8.7〜13日記

8.7月
おひるから10月末にやるお芝居のお稽古で渋谷某所。まっぴるまの渋谷は人多くて暑くて地獄。お稽古は、C子せんせいが脚本の冒頭部分を書いて来てくれたので、それを読みながら、そして実際にもう動きながらお稽古した。走り回りながらセリフをしゃべったりして楽しかった。お稽古の休憩中、スイカをいただいたり、カステラをいただいたりした。なんか、稽古なのにこんなにおもてなししていただいてしまって、いいのかな!? という感じ。だけどこの稽古場でもあり、実際お芝居の会場にもなるお屋敷は中庭が見えてほんとに気持ちがいい素敵な場所です。夕方から突然豪雨が降りだし、結構大き目のカエルちゃんが現れて、最初はカエルらしくぴょんこぴょんこ飛んでたのに、途中から普通に4足歩行の獣のように歩きだして、カエルってこんな動きするんか! と発見やった。帰りはすごい豪雨で、傘さしてても意味ないぐらいびっしょり濡れた。渋谷の井の頭線の下らへんにある、おっさん一服スポット的な喫茶店でC子せんせいとコーヒー飲んで帰った。C子せんせいはもともとわたしに最初にお芝居をさせてくれた人で、前回はジャン・ジュネやったし、最初はイヨネスコだって翻訳モノやったんやけど、今回はC子せんせいオリジナル書下ろしの台本で、C子せんせいはやっぱりオリジナルがおもしろい!と再確認した。

8.8火
朝から普通に労働。
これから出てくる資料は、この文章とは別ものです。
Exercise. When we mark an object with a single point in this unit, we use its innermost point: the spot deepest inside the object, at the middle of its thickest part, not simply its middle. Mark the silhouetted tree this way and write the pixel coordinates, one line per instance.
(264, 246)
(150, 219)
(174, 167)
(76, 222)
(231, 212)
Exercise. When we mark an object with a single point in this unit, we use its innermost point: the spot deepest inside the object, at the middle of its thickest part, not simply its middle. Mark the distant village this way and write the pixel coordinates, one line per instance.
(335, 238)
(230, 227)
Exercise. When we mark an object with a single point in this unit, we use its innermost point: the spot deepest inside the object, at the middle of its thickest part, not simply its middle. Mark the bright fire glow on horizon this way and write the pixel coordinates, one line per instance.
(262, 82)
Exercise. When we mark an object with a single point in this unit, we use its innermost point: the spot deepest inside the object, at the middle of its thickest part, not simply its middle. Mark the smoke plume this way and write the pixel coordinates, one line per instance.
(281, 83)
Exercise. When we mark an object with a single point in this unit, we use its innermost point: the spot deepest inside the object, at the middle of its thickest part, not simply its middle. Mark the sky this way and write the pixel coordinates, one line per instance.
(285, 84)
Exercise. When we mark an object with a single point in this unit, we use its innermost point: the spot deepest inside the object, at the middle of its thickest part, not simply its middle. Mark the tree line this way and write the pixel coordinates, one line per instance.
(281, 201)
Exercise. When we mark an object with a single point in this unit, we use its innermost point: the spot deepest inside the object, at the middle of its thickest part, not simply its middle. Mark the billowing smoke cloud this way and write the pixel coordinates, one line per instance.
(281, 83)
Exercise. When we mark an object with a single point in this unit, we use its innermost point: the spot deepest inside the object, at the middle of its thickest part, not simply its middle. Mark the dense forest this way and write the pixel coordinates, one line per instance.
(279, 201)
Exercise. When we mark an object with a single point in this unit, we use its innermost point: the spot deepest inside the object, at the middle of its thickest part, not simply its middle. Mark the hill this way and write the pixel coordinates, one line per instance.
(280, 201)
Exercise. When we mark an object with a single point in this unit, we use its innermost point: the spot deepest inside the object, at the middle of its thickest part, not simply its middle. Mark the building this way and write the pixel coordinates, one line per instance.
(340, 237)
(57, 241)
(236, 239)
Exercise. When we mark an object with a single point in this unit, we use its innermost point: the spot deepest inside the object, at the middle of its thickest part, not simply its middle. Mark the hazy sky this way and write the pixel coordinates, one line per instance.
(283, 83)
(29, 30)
特筆すべきことはなし。

8.9水
雨が続いたりしてたので洗濯のタイミングを失い、パンツが足りない問題が生じてきてピンチなのであさ4時から洗濯機をまわして干した。今日は天気予報も雨大丈夫ぽいし、朝はとてもいい天気ですでに暑い。それから普通に労働へ。もうお盆休みとかはじまってる人も多いのか、朝のラッシュがちょっといつもよりましになっていた。助かる。労働中、突然雨。うそやん、めっちゃ洗濯干してきたのに、ショックすぎる〜と思いながら、でもはよ帰ったところで一回濡れたもんは濡れたもんであって、急いで取り込んでも意味ないか―と思って、今日は水曜日やし、前から見たかった映画『海辺の生と死』をテアトル新宿へ見に行った。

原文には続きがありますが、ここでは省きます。